<リスクと向き合う>「食」の周辺 食品セシウム、4月厳格化 生産者、終わらぬ試練

 食品に含まれる放射性セシウムの基準が厳しくなる。作る人、口にする人、届ける人。原発事故に翻弄(ほんろう)されてきた人々が、改めて苦悩を深めている。
 福島県郡山市の住宅地にある農産物直売所「鈴木農場」。1月下旬、2~3畳ほどのスペースに大玉のキャベツや白菜が並んでいた。25年営業を続ける農家の鈴木光一さん(49)は、長さ約30センチの「御前人参(ごぜんにんじん)」を手につぶやいた。「味は誰にも負けない」
 03年から毎年1品種ずつ、味にこだわった野菜のブランド化に取り組んできた。中でも2本198円の御前人参は、最大のヒットだった。新作のカボチャに取りかかろうとしていた矢先、東方約65キロにある福島第1原発で事故が起きた。
 手塩にかけた作物の検査で、暫定規制値を超える放射性物質は検出されなかった。しかし、東京で農業関係者との懇親会の際、「あえて福島県産は選べない」と言われた。他県の農家から「来ないか」と誘いもあったが、「原発事故に負けたくない」と断った。
 新基準値で、福島県産野菜は一層厳しくなるかもしれない。それに立ち向かおうと、鈴木さんは「おいしさの数値化」に挑んでいる。パッケージにQRコードをつけ、放射性物質の数値とともに栄養価や甘みなども数字で示す。農業試験場やNPOなど支援してくれる団体を探している。
 子供の摂取量が多い牛乳の新基準値は、一般食品より厳しい1キロあたり50ベクレルになる。
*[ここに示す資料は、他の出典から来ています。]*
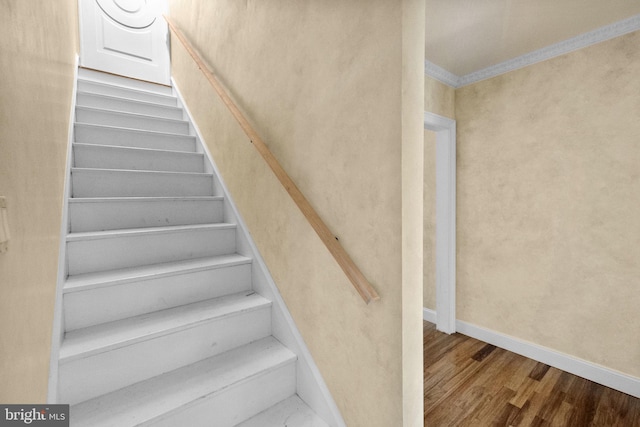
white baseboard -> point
(429, 315)
(582, 368)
 雪印メグミルク(東京都新宿区)は、検査で問題のなかった原乳だけを扱う。北海道や東北など東日本各地産の原乳を混ぜて工場で製品化するため、生産者に「牛の飼料は自家製でなく、安全なものを購入して」と要請している。日本乳業協会は今月末から、東日本の牛乳製造工場で製品検査を行い、結果をホームページなどで公表することを決めた。雪印メグミルクの日和佐信子取締役は「基準値より低くても少しでも放射性物質が検出されれば大きな影響がある」と懸念する。
 ◇「ゼロ」を求める消費者
 「『放射能ゼロを目指す』と明記して」。東京都内で1月、政府が開いた新基準値の説明会。5歳、3歳、2歳の3人の娘を連れ参加した「NO!放射能 江東こども守る会」代表の石川あや子さん(34)は訴えた。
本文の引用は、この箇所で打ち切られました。